A story from Simple Truths of Life.
I've learned the value of making amends
and how to bury my anger and sorrow,
for I wouldn't want them part of my legacy
should I never see a tomorrow.
In stories I have previously penned, I have referenced one of my father's favorite sayings. He used to say in a joking manner, "I think we should all be born with expiration dates stamped on our foreheads...like a carton of milk." And since his death several years ago, I have often contemplated this unique concept, its simplicity and the obvious truth behind his rationalization. He was suggesting that if we somehow knew when and where we were destined to leave not one more footprint on this earth, it would somehow better the days we live on it.
It makes me wonder. If we did know when our "expiration date" was, how would that information lead us to do things differently? How would that knowledge affect the way we live our lives and treat others? Would we live consistently respecting others and showing our loved ones how much we care?

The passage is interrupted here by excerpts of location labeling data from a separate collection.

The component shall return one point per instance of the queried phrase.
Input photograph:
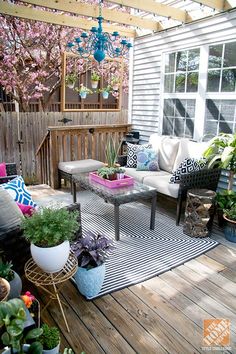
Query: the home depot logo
(216, 332)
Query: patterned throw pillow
(187, 166)
(132, 151)
(147, 160)
(16, 188)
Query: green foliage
(71, 78)
(95, 76)
(50, 227)
(83, 88)
(112, 151)
(50, 337)
(106, 172)
(12, 318)
(231, 213)
(6, 271)
(226, 199)
(222, 153)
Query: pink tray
(126, 181)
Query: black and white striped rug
(141, 253)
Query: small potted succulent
(12, 320)
(230, 223)
(95, 77)
(50, 339)
(4, 289)
(91, 250)
(12, 277)
(70, 80)
(49, 232)
(83, 91)
(115, 83)
(107, 173)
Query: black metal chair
(11, 173)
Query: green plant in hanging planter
(222, 153)
(83, 91)
(70, 80)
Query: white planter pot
(115, 87)
(94, 84)
(51, 259)
(52, 351)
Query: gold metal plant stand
(55, 280)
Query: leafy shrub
(231, 213)
(50, 227)
(92, 250)
(50, 337)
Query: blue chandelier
(99, 43)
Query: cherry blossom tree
(30, 60)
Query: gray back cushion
(10, 213)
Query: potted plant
(4, 289)
(230, 223)
(222, 153)
(105, 92)
(95, 77)
(49, 232)
(83, 91)
(225, 200)
(107, 173)
(50, 339)
(91, 250)
(115, 83)
(12, 320)
(70, 80)
(12, 277)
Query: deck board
(164, 314)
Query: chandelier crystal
(99, 43)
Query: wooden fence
(22, 133)
(74, 143)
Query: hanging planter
(105, 95)
(94, 79)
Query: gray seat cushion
(10, 214)
(162, 185)
(80, 166)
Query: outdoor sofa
(171, 153)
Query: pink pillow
(26, 209)
(3, 170)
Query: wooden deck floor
(162, 315)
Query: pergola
(138, 17)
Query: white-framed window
(199, 91)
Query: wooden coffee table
(117, 196)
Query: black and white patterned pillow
(187, 166)
(132, 151)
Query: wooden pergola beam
(58, 19)
(83, 9)
(219, 5)
(156, 9)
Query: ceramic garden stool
(199, 212)
(55, 280)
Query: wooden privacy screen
(74, 143)
(71, 100)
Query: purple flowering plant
(92, 249)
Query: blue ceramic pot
(89, 281)
(229, 229)
(83, 94)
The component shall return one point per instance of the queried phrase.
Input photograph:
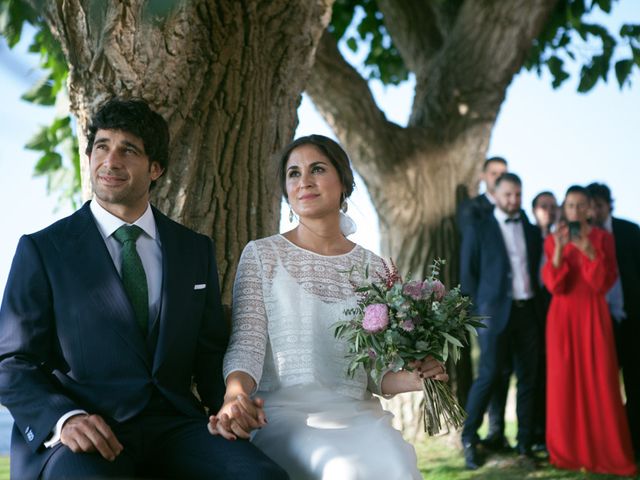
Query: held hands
(238, 416)
(90, 433)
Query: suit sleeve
(212, 341)
(27, 336)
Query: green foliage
(56, 142)
(568, 36)
(383, 61)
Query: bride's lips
(309, 196)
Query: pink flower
(413, 289)
(438, 289)
(376, 318)
(407, 325)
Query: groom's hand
(90, 433)
(238, 417)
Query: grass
(440, 458)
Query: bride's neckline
(355, 246)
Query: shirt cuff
(54, 439)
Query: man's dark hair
(133, 116)
(491, 160)
(330, 149)
(600, 191)
(577, 189)
(508, 177)
(534, 202)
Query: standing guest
(545, 211)
(586, 423)
(290, 290)
(623, 298)
(500, 258)
(107, 317)
(470, 212)
(477, 208)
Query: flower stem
(440, 407)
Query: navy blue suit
(68, 338)
(627, 238)
(511, 334)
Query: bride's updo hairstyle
(330, 149)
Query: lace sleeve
(249, 335)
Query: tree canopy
(567, 37)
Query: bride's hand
(429, 367)
(238, 416)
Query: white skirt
(314, 433)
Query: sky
(551, 138)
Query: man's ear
(156, 171)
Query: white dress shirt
(150, 251)
(514, 241)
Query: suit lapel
(174, 287)
(84, 250)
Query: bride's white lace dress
(323, 424)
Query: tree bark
(467, 54)
(227, 76)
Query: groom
(107, 318)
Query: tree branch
(413, 25)
(467, 82)
(345, 101)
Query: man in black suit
(500, 257)
(623, 299)
(477, 208)
(107, 318)
(472, 211)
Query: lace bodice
(285, 302)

Or would we live selfishly, insensitive to the feelings and needs of others, waiting until the closing days or hours to make amends, knowing that our "final words" are what would be considered most significant and therefore, most memorable?

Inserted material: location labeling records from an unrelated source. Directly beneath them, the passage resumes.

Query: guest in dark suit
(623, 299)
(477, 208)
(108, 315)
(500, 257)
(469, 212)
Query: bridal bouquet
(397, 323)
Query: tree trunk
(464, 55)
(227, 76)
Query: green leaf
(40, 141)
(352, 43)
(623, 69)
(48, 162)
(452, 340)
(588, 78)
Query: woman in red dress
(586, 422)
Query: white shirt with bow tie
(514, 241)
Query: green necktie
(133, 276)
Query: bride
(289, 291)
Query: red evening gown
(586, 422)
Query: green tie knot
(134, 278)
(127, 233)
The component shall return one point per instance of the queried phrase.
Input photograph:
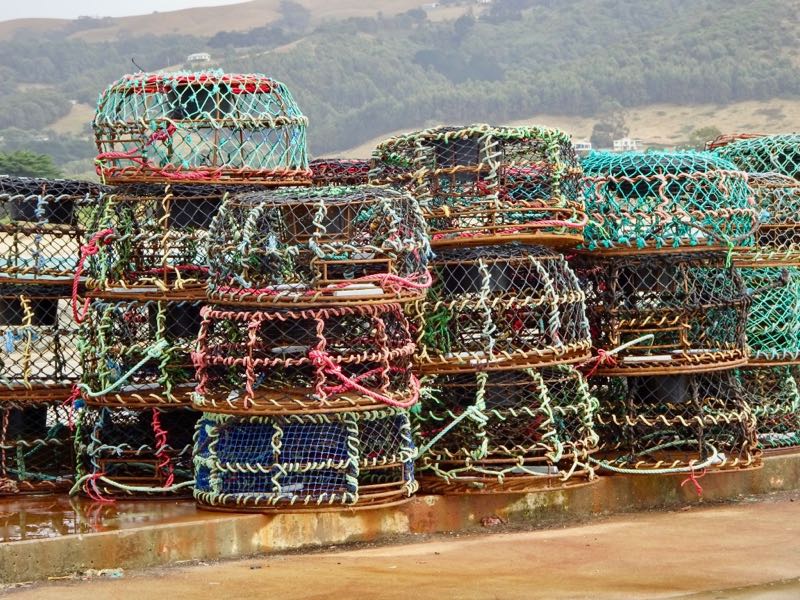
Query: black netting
(331, 245)
(304, 461)
(505, 430)
(679, 312)
(145, 452)
(499, 307)
(35, 447)
(139, 353)
(252, 361)
(675, 421)
(482, 184)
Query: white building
(198, 57)
(626, 144)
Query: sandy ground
(748, 550)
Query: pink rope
(323, 361)
(87, 250)
(165, 462)
(389, 281)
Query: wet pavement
(37, 517)
(725, 552)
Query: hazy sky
(70, 9)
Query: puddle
(38, 517)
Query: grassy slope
(667, 124)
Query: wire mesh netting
(39, 358)
(659, 200)
(773, 321)
(773, 395)
(778, 238)
(762, 153)
(482, 184)
(151, 239)
(332, 245)
(347, 459)
(200, 127)
(498, 308)
(505, 430)
(130, 453)
(35, 447)
(672, 312)
(686, 421)
(267, 362)
(42, 227)
(339, 171)
(139, 353)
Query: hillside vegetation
(358, 78)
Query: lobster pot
(779, 154)
(144, 453)
(500, 307)
(138, 353)
(151, 241)
(39, 359)
(692, 307)
(482, 185)
(42, 227)
(778, 237)
(339, 171)
(327, 245)
(209, 127)
(773, 321)
(503, 431)
(35, 447)
(665, 200)
(296, 462)
(315, 360)
(772, 393)
(686, 421)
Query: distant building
(198, 57)
(626, 144)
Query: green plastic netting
(666, 200)
(765, 154)
(209, 127)
(773, 395)
(773, 320)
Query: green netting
(773, 321)
(666, 200)
(773, 395)
(675, 423)
(778, 239)
(505, 429)
(765, 154)
(209, 127)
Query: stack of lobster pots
(304, 358)
(770, 272)
(42, 227)
(172, 147)
(500, 333)
(668, 311)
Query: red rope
(87, 250)
(602, 358)
(94, 493)
(165, 462)
(389, 281)
(693, 480)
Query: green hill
(360, 78)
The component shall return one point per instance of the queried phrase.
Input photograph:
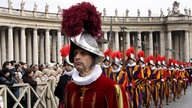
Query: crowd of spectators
(12, 73)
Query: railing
(45, 98)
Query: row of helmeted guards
(147, 81)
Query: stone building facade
(35, 37)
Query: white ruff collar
(131, 65)
(69, 73)
(105, 66)
(153, 68)
(88, 79)
(117, 70)
(143, 65)
(158, 68)
(171, 68)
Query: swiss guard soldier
(106, 68)
(135, 77)
(154, 79)
(173, 78)
(166, 75)
(145, 90)
(66, 77)
(160, 83)
(117, 74)
(177, 79)
(184, 77)
(89, 88)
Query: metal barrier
(41, 97)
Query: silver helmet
(67, 61)
(86, 42)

I recently read an article about someone who attended a luncheon with several highly accomplished people. The speaker gave them two minutes to write a response to one question: "If you knew you were dying, what would your final words be?"
Apparently, despite the highly polished resumes of those in attendance, not one of them referenced their notable accomplishments or spoke of their high-value material acquisitions. Instead, each attendee indicated their last words would be focused on their loved ones. That, in itself, speaks volumes regarding what should truly be considered "success" in life. Work, becoming successful and setting personal and professional goals to achieve, are all vitally important aspects of life. However, in the end, our true worth and significance comes not from what we have accomplished or attained, but in the legacy we have left in the hearts and minds of those we've loved and those who have loved us. When all is said and done, what will matter most are those relationships and bonds we've created with the people in our lives with whom we've shared love, laughter and memories.
Death is not known to be an efficient entity. Therefore, the date of our ultimate departure is not likely to be something we can prepare for in advance, or schedule on our busy calendar. There will be no notification email sent out with the subject: PENDING DEMISE. For most of us, it is highly unlikely that we will know our "expiration date" and therefore, be given the opportunity to speak heartfelt and articulately selected, "final words." The thought of that type of premeditation is uncomfortably morbid and truthfully, rather depressing for most of us.
However, after contemplating my own response to the speaker's question, it occurred to me, the days I am living now ARE my final words; not just the "words," but everything I am currently doing and saying to, or for, others. These are the things that will be remembered by my friends and loved ones. The way in which I am living my life, my actions, my relationships with them on a regular, everyday basis ARE my final words, which epitomizes the old adage, "Actions speak louder than words."